Competitive Landscape
Demand is driven by demographics and commercial transactions. The profitability of individual companies depends on effective marketing and on the ability to accurately estimate future payments. Large companies have big economies of scale in administration and in access to capital. Small companies can compete successfully by specializing in particular products or industries.
Products, Operations & Technology
Major products are accident and health insurance, property and casualty insurance, life insurance, and the sale of annuities. Premiums earned from these products account for about 30 percent, 28 percent, 10 percent, and 12 percent of industry revenue, respectively.

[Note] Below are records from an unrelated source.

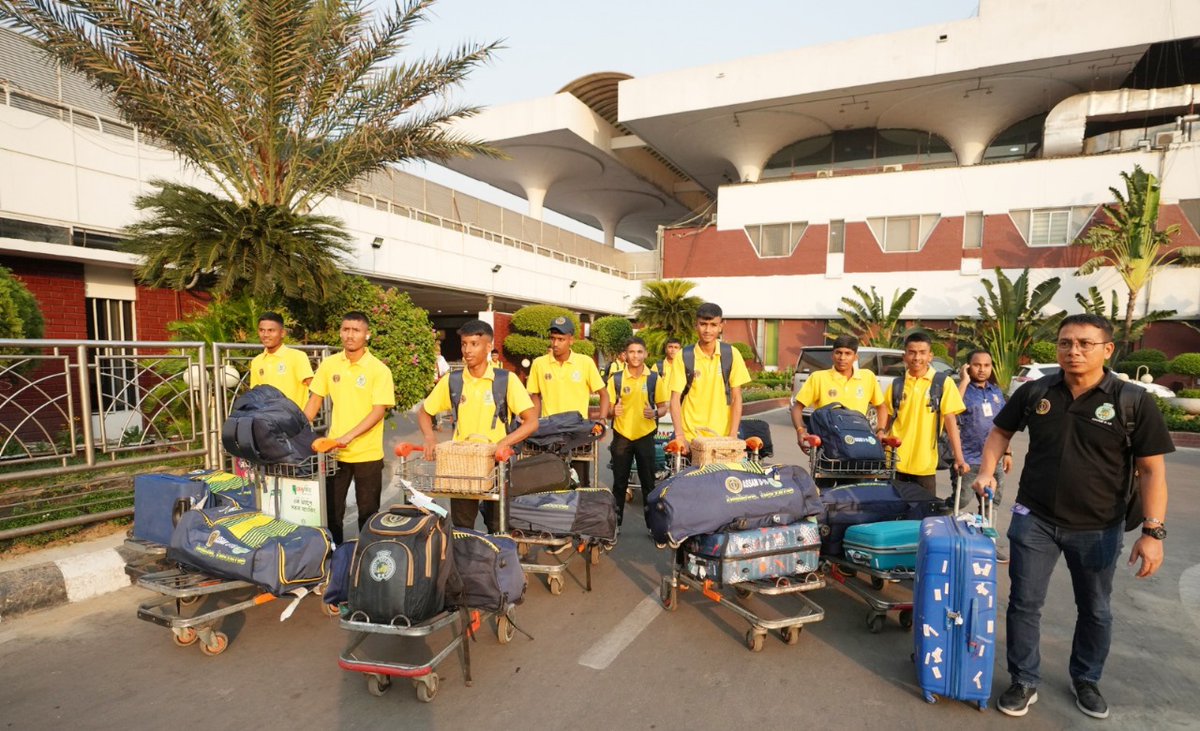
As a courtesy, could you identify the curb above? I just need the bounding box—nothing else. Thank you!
[0,546,137,621]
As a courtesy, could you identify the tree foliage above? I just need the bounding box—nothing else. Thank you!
[826,284,917,348]
[317,276,438,411]
[1075,166,1200,353]
[956,266,1067,388]
[592,314,634,358]
[634,280,704,342]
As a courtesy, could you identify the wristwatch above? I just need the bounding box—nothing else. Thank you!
[1141,525,1166,540]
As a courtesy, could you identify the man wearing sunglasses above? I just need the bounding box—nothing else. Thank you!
[973,314,1175,718]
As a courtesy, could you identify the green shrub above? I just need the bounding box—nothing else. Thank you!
[1030,340,1058,362]
[592,314,634,358]
[512,305,583,338]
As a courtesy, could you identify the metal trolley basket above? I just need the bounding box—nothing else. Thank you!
[804,435,916,634]
[126,454,337,657]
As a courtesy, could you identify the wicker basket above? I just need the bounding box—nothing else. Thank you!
[691,437,746,467]
[433,442,496,495]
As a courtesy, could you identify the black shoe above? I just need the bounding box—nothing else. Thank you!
[996,683,1038,715]
[1070,681,1109,718]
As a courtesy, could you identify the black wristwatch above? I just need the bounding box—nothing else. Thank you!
[1141,525,1166,540]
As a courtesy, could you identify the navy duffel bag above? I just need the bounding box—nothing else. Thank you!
[646,461,821,546]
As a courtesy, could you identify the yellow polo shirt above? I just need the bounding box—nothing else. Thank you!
[883,369,967,475]
[526,353,604,419]
[308,350,396,462]
[422,367,533,444]
[608,366,671,439]
[250,346,312,409]
[671,343,750,442]
[796,369,883,415]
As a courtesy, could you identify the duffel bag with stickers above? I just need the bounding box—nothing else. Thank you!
[167,507,330,597]
[349,505,454,627]
[509,487,617,543]
[646,461,821,546]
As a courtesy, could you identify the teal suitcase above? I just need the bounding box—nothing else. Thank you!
[842,520,920,571]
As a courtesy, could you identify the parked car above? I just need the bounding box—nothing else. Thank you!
[1008,362,1062,397]
[792,346,958,425]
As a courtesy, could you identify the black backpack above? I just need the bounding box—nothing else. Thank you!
[221,385,317,465]
[679,342,733,406]
[1016,372,1146,532]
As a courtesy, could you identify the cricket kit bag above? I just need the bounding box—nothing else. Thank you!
[912,516,996,711]
[167,508,331,597]
[349,505,454,625]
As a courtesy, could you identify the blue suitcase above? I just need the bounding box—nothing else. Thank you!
[841,520,920,571]
[912,516,996,711]
[684,522,821,585]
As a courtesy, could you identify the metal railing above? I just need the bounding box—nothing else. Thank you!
[0,340,330,541]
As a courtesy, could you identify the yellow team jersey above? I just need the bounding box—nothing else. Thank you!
[608,366,671,439]
[671,343,750,442]
[526,353,604,419]
[796,369,883,415]
[250,346,312,409]
[883,369,967,475]
[308,350,396,462]
[421,367,533,444]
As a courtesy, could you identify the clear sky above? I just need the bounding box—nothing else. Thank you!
[393,0,984,248]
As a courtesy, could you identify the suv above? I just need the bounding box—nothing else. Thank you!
[792,346,958,400]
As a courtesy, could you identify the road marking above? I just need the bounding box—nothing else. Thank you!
[580,595,662,670]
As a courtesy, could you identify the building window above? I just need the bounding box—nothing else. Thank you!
[1009,205,1096,246]
[866,214,941,252]
[829,221,846,253]
[746,222,809,258]
[962,211,983,248]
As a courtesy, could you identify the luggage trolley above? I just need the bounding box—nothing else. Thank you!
[135,454,337,657]
[516,432,605,597]
[804,435,916,634]
[337,443,516,703]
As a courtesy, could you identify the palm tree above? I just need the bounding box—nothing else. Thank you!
[0,0,497,306]
[634,280,704,342]
[1075,166,1200,353]
[826,284,917,348]
[1075,287,1176,364]
[956,266,1067,388]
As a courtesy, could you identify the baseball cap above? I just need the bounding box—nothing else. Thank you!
[550,317,575,335]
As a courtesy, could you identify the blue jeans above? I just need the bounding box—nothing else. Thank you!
[1008,513,1124,688]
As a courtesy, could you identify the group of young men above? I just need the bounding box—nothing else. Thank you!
[251,302,1174,718]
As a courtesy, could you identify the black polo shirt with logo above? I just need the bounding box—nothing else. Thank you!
[992,370,1175,531]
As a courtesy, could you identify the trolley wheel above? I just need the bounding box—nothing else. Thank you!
[367,672,391,697]
[780,624,804,645]
[496,615,517,645]
[200,633,229,658]
[170,627,200,647]
[414,672,439,703]
[866,612,883,635]
[659,577,679,612]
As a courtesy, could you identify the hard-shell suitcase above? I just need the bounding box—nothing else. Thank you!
[912,516,996,711]
[684,522,821,585]
[842,520,920,571]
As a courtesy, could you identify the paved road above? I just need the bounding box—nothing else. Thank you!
[0,412,1200,731]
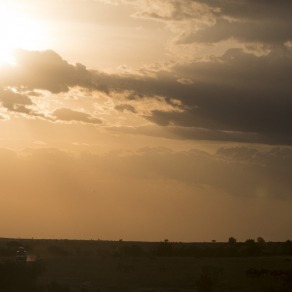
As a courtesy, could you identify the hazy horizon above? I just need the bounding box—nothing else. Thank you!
[0,0,292,242]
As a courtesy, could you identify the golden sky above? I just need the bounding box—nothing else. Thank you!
[0,0,292,241]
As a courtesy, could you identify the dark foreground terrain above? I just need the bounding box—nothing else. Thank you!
[0,239,292,292]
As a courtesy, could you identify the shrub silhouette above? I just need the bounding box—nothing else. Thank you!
[0,261,44,292]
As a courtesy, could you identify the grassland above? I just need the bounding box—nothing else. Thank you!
[0,239,292,292]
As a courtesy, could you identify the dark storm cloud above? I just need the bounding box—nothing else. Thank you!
[133,0,292,44]
[53,108,102,124]
[1,47,292,145]
[99,49,292,144]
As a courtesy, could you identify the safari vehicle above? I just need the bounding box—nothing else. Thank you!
[15,247,27,262]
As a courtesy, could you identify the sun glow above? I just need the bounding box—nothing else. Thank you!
[0,5,45,64]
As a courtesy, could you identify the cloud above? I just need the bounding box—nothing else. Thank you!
[1,47,292,145]
[115,104,137,113]
[128,0,292,45]
[53,108,102,124]
[78,147,292,199]
[0,88,44,117]
[97,49,292,144]
[1,49,95,93]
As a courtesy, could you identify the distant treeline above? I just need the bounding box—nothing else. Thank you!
[0,237,292,258]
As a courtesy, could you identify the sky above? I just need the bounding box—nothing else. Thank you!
[0,0,292,242]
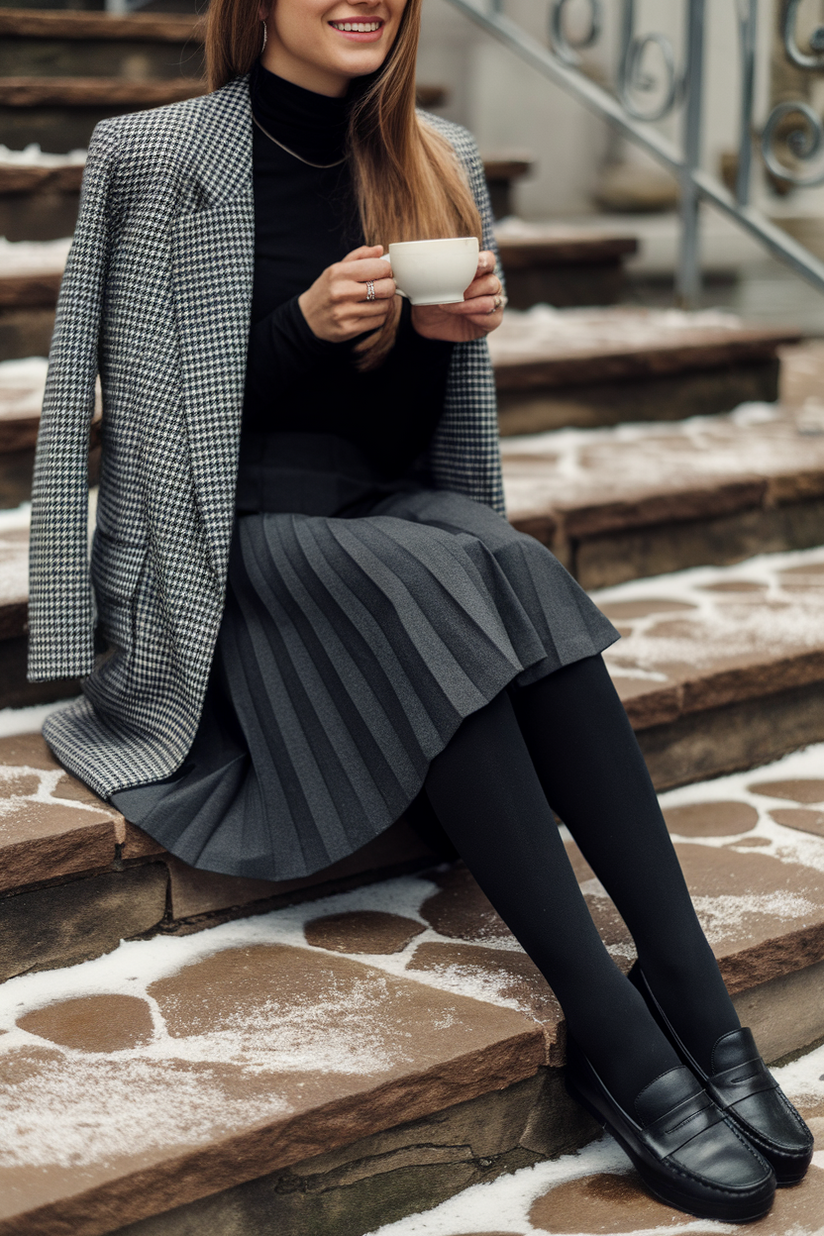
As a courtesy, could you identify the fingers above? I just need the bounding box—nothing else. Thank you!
[437,297,504,320]
[463,274,504,300]
[474,248,495,279]
[332,257,392,283]
[341,245,389,262]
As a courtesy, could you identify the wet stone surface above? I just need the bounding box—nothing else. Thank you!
[529,1167,824,1236]
[770,807,824,837]
[0,934,544,1231]
[750,777,824,803]
[420,864,514,944]
[663,802,759,837]
[406,941,565,1064]
[17,995,154,1052]
[593,549,824,736]
[304,910,425,953]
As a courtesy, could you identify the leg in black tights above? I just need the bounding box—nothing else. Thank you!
[425,693,678,1109]
[513,656,740,1072]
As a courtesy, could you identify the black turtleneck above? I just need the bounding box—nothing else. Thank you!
[238,63,452,480]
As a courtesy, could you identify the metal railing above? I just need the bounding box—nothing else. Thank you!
[448,0,824,305]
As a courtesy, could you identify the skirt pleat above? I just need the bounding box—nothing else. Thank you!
[112,472,618,880]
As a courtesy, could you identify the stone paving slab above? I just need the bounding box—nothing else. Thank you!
[489,305,801,391]
[502,402,824,588]
[0,916,544,1236]
[365,1048,824,1236]
[0,7,203,43]
[489,304,799,435]
[0,744,824,1236]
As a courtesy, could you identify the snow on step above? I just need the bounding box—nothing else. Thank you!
[0,747,824,1236]
[369,1047,824,1236]
[502,397,824,588]
[489,305,798,370]
[0,236,72,279]
[592,548,824,728]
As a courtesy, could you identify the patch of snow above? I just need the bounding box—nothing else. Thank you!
[692,892,819,944]
[0,696,80,736]
[0,236,72,274]
[0,142,86,167]
[0,1053,290,1168]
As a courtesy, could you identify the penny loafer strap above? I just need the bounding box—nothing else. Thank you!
[641,1091,724,1158]
[705,1057,778,1111]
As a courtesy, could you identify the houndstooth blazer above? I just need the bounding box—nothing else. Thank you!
[28,78,503,796]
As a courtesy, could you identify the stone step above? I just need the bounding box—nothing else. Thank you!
[591,548,824,790]
[0,735,824,1236]
[495,222,637,309]
[502,355,824,588]
[0,58,452,154]
[489,305,799,435]
[0,77,204,153]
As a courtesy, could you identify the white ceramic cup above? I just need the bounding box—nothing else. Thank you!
[389,236,479,305]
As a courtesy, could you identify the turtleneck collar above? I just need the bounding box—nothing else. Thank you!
[250,61,351,163]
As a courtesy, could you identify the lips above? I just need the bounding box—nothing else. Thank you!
[330,20,383,35]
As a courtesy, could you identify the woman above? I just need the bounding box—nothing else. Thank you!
[30,0,812,1220]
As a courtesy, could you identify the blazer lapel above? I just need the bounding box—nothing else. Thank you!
[172,78,254,582]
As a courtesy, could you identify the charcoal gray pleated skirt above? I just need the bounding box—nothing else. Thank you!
[111,434,618,880]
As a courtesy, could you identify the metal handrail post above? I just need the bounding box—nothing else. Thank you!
[676,0,704,309]
[735,0,759,206]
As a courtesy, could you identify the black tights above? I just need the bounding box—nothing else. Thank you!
[425,656,739,1105]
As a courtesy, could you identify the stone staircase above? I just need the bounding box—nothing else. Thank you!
[0,738,824,1236]
[0,7,824,1236]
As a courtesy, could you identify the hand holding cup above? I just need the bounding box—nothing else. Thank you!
[298,245,395,344]
[398,250,507,344]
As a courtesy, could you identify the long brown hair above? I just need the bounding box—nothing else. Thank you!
[205,0,482,368]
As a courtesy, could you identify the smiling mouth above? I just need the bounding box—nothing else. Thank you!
[330,21,383,35]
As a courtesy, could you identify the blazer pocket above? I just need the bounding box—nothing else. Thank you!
[91,528,148,604]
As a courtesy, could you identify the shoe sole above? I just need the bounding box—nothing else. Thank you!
[566,1078,772,1224]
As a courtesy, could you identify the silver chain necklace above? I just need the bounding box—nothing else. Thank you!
[252,112,346,169]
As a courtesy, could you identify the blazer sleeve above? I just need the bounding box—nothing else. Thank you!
[427,117,505,515]
[28,121,116,682]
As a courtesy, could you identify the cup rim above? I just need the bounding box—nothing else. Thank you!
[389,236,481,250]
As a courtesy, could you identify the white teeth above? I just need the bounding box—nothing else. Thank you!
[331,21,380,35]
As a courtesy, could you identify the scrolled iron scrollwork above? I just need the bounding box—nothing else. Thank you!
[550,0,604,68]
[618,35,681,120]
[550,0,682,120]
[781,0,824,69]
[761,101,824,188]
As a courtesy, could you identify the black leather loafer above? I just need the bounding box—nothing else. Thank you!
[567,1041,776,1224]
[629,962,813,1187]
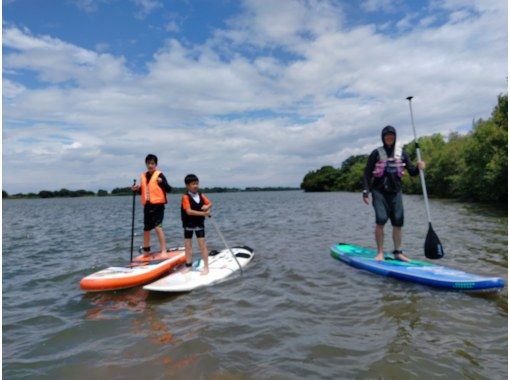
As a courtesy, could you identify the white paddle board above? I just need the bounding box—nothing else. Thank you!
[143,247,253,292]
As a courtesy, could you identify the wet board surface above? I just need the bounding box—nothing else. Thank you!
[331,243,505,291]
[80,247,186,292]
[143,247,253,292]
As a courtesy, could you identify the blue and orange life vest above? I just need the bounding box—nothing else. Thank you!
[140,170,167,205]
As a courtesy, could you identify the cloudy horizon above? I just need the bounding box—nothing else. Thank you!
[2,0,508,193]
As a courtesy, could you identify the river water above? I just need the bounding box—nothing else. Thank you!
[2,191,508,380]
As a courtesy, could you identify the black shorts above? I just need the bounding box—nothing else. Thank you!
[184,227,205,239]
[372,190,404,227]
[143,203,165,231]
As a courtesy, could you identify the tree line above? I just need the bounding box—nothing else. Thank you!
[301,94,508,203]
[2,186,299,199]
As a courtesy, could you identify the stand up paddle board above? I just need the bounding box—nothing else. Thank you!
[143,247,253,292]
[331,243,505,292]
[80,247,186,292]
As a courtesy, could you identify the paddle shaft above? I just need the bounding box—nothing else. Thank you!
[129,179,136,263]
[209,216,243,275]
[407,96,432,224]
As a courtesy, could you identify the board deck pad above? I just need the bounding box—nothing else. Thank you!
[331,243,505,291]
[143,247,253,293]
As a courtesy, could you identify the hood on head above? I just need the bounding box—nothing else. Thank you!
[381,125,397,145]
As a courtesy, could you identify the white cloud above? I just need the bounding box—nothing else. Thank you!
[3,1,507,192]
[361,0,402,13]
[132,0,163,19]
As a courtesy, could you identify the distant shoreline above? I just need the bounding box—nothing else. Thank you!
[2,186,301,199]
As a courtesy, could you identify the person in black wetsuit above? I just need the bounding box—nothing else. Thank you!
[363,125,425,261]
[132,154,172,254]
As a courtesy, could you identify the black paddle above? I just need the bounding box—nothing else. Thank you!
[209,215,244,276]
[129,179,136,263]
[406,96,444,260]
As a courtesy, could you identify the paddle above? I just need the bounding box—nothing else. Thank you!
[406,96,444,259]
[129,179,136,263]
[209,215,243,275]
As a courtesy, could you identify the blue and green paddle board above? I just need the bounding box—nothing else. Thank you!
[331,243,505,292]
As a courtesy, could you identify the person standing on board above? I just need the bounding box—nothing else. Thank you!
[132,154,172,255]
[181,174,212,275]
[363,125,425,261]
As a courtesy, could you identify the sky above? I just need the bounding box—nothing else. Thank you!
[2,0,508,194]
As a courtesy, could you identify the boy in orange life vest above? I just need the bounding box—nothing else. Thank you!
[181,174,212,275]
[132,154,172,254]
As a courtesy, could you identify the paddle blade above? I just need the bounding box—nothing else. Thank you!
[425,223,444,260]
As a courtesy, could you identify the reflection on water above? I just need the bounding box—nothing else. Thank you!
[3,192,508,379]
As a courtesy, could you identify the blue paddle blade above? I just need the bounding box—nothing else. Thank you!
[425,223,444,260]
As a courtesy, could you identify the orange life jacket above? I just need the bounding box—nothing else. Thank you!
[140,170,167,205]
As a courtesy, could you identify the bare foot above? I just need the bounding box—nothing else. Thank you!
[393,252,411,263]
[181,267,191,274]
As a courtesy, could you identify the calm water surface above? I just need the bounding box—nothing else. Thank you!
[2,192,508,379]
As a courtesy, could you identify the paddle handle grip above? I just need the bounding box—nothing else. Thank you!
[407,96,432,223]
[129,179,136,263]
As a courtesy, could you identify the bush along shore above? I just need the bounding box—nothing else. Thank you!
[301,94,508,203]
[2,186,300,199]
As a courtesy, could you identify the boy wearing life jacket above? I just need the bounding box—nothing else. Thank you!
[363,125,425,261]
[132,154,172,255]
[181,174,212,275]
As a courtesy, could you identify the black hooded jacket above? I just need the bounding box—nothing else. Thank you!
[363,125,419,193]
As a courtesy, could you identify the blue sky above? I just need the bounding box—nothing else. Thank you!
[3,0,508,193]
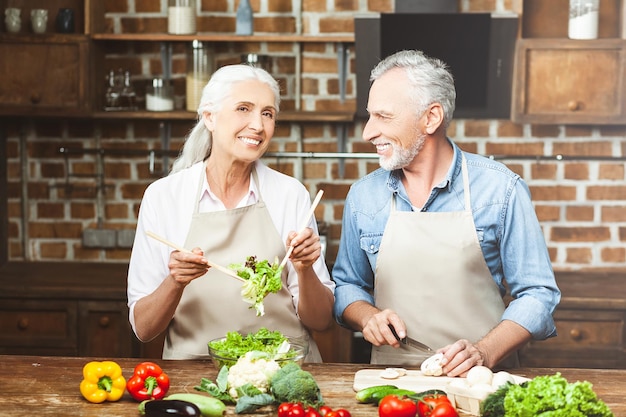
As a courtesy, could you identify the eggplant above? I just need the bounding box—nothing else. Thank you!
[144,400,202,417]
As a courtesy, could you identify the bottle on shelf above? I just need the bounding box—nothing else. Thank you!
[235,0,254,35]
[120,71,137,110]
[104,70,122,111]
[146,78,174,111]
[167,0,196,35]
[186,40,213,112]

All insurance carriers operate in essentially the same way: they collect premiums today in exchange for paying claims or benefits in the future. Their revenue consists of insurance premiums and income from the large investment portfolios they hold. The number of insurance products is large, and each has different premium plans and claim options.
Accident and health insurance policies are of three major types. Fee-for-service plans make payments for medical services from any provider. Managed care plans (which generally have lower premiums) pay only for services from providers the insurer has contracts with. Supplemental health policies cover the policyholder for medical services not covered by standard insurance plans or programs like Medicare.
Property and casualty (P/C) insurance covers mainly homes, cars, and commercial and industrial properties. Most such policies feature a choice between higher premiums and higher deductibles--the amount of a loss that the policyholder absorbs before insurance coverage begins. Many P/C policies provide different levels of coverage for losses of different sizes, and include "stop-loss" provisions that limit the exposure of the insurer. P/C insurers often limit their risk exposure on commercial policies by selling off "slices" to other insurers.
Life insurance products may be single or joint policies, whole life, term life, or variable life policies, among a long list of products. Term policies are the most straightforward life insurance product because a premium is paid solely in exchange for the possibility that the insurance holder will die during the term of the policy; any investment income is kept by the insurance company. Most other life insurance policies include some type of investment feature and therefore have higher premiums. Annuities are almost entirely an investment product, with a large upfront premium and investment-type returns every year.
Calculating future claims (set aside as loss reserves) is crucial in determining the size of the premiums that an insurance company must charge, and has a large effect on reported financial performance because additions to the loss reserve are income deductions. The annual loss ratio for an insurer (the ratio of losses to premiums) is often close to 80 percent. To calculate loss reserves, insurance companies calculate the incidence of a claim (the odds that a claim will occur) and the size of the claim that might be paid. When the incidence and claim size can be estimated with good accuracy (for example, for a life insurance policy), the insurance company can afford to charge a relatively low fixed premium for a policy that extends many years. When either incidence or claim size can't be forecast with reliability, premiums may be higher, or adjustable, or the policy term may be short. The addition of the loss ratio to the expense ratio (the ratio of expenses to premiums) and the policyholder dividend ratio (if the insurer pays such dividends) gives the combined ratio, a measure frequently used to describe company performance.
The operations of insurance companies are largely clerical and rely heavily on computer technology to store and access files on individual customers and policies. Most insurers have electronic communications links with major commercial customers. The Internet has become a major source of direct business for life and auto insurance.